When they unlocked the door at nine o'clock, two patients were waiting on the steps accompanied by their husbands, but a third said her boyfriend was a little freaked out and wanted to wait in the car. “He was in Iraq,” explained the woman. “He's on crutches, so it's a little hard for him to get around.”
“That sounds like a job for me,” said Will. “I'll take him a cup of coffee and see what I can do.”
“Men,” said Dolly as the door rattled shut. “Always racing off to fix things. I guess you're stuck with cleaning out the cupboard as well as answering the phones.”
Will was gone a long time and didn't come back into the clinic with the empty coffee cup until the third patient was leaving. “What were you up to out there?” Tula wanted to know.
“Guy stuff,” said Will. “Nothing much.”
Toward the end of the day a new mother came in for a checkup. Her hair was unwashed and her husband had to help her fill out the form Tula gave her. “Get away from me!” the woman shouted when Dolly tried to take her blood pressure, so Dolly called in the doctor, who showed Will how to put on the cuff while Dolly and Tula backed out of the room. “It's okay,” said Will. “I'm here now.”
“Well,” said Dolly. “Will you look at that?”
“What happened to her?” asked Tula.
“Her baby was born with severe deformities. It was horrible. Of course they blame me.”
“How could it be your fault?”
“It wasn't! But I was there, so they link me to the experience.”
Tula told Dolly about Will's mother and how she had quit her job at the munitions factory because of something about deformed frogs.
“Interesting,” said Dolly, but then she changed the subject to the coming-home party she was arranging for her boyfriend. “His name is Danny. Do you think I should go with a patriotic theme or just keep it simple? A barbecue would be fun, or what about a friendly baseball game?”

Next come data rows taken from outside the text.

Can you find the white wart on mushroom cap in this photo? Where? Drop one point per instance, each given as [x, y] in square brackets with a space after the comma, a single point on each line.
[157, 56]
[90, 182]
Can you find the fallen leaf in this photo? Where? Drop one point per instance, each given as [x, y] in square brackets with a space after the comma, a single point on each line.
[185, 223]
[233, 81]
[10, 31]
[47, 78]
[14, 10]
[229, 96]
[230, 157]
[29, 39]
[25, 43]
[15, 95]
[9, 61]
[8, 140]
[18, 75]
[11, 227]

“I like the baseball idea,” said Tula. “Will's a baseball player.”
“I'll send you an invitation once I know when it's going to be.” A few minutes passed, and then Dolly asked, “What's her name?”
“Who?” asked Tula.
“Will's mother. What's Will's mother's name?”
“Maggie Rayburn. There was a lot of talk about her at one pointâdon't tell me you heard about it all the way out here!”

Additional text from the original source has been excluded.